When my Taiwanese grandmother, whom we affectionately called Amah, passed away in 1987, my father was unable to return home for the Buddhist ritual organized by his family. Instead, he adapted the “Tou Qi,” pronounced “tow chee” – usually conducted on the seventh day after death.
In this ritual, it is believed that the spirit of the recently deceased revisits the family for one final farewell.
My father adapted the ritual to a modern U.S. suburban home: He filled our dining room with fruits and cakes, as my Amah was a strict Buddhist vegetarian and enjoyed eating cakes. He put pots of golden chrysanthemums on the table and incense whose smoke is believed to carry one’s thoughts and feelings to the gods.
He then opened every door, window and drawer in our house, as well as car doors, and the tool shed to ensure that our grandmother’s spirit could visit and enjoy the food with us for the last time.
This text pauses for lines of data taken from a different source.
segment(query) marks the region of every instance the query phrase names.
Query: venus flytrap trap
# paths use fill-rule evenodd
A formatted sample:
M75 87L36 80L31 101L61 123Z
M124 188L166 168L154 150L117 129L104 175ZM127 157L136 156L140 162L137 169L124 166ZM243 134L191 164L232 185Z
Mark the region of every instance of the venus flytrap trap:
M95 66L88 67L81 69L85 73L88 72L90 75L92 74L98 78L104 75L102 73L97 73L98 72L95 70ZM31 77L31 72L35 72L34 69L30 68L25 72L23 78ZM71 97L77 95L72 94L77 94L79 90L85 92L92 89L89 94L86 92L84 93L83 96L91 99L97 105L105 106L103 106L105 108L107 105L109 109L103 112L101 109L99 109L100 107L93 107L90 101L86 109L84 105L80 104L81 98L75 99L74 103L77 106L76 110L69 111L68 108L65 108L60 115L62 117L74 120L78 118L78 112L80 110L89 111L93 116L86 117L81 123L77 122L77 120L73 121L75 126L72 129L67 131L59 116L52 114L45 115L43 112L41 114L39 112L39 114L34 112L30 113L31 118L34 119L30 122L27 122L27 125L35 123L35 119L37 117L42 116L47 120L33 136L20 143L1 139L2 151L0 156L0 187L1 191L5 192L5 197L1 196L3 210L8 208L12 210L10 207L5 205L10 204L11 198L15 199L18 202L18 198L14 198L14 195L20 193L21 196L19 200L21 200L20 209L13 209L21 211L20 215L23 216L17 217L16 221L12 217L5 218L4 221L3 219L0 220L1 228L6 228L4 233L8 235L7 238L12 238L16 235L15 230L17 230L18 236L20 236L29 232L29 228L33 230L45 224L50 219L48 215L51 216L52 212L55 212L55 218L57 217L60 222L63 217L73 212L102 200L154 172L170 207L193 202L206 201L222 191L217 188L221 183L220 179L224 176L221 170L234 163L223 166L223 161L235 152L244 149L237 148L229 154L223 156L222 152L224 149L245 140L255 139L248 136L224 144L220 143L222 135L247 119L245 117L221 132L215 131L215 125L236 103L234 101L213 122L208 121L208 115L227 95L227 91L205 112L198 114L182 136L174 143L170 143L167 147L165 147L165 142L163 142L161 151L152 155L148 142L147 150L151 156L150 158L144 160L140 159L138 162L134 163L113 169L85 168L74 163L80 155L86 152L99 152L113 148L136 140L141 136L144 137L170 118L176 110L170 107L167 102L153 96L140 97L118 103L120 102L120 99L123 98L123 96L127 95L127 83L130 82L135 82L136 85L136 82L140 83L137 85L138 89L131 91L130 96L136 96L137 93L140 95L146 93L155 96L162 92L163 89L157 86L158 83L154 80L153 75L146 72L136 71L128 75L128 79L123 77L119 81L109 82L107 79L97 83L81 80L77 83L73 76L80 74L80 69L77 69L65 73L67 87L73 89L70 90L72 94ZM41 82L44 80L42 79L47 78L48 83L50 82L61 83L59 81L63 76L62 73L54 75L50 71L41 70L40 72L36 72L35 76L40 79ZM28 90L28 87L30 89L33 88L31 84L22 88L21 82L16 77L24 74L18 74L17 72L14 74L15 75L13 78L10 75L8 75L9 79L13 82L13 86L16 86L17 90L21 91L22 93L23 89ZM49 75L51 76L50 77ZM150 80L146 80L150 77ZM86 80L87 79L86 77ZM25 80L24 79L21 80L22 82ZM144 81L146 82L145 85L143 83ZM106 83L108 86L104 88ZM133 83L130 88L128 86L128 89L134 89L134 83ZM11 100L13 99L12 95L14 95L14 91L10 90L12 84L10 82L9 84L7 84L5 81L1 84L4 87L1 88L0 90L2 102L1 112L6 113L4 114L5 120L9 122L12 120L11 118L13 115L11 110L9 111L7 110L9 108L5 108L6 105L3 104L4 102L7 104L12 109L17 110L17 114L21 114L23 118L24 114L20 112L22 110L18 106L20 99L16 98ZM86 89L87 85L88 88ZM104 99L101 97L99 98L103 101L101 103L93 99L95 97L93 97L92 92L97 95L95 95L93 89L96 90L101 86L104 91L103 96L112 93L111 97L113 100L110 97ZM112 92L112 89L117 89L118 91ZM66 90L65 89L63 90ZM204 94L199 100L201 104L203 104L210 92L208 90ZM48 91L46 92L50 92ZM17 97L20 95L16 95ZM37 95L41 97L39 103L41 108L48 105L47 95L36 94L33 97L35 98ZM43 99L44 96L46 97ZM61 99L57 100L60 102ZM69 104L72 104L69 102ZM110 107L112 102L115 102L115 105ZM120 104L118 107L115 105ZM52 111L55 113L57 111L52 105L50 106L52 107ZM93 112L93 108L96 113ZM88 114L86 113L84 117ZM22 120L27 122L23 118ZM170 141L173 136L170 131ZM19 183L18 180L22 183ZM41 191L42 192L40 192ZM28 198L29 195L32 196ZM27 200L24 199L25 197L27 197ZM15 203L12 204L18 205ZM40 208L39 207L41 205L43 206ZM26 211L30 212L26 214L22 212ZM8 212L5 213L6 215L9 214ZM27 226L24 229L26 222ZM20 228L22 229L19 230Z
He then settled in for an all-night vigil.
After helping Dad with preparations, I returned to my small apartment across town, placed flowers and fruit and a candle on the kitchen table, opened the windows and doors and sat through long dark hours of my own small vigil.
I reflected upon the memory of my grandmother: a petite woman who raised six children during World War II by hiding in the mountains and teaching them to forage for snails, rats and wild yams. Her children survived, got educated, and traveled the world. Her American grandchildren learned how to stir fry in her battle-scarred wok, lugged all the way to the U.S. in a suitcase, and peeked curiously as she performed Buddhist prayers each morning in front of the smiling deity.
My vigil ended with the rising of the sun: the candle burnt out, the flowers drooped, and the fragrance of the incense faded. My grandmother, whose name in translation is “Fairy Spirit,” had eaten her fill, and said her goodbyes.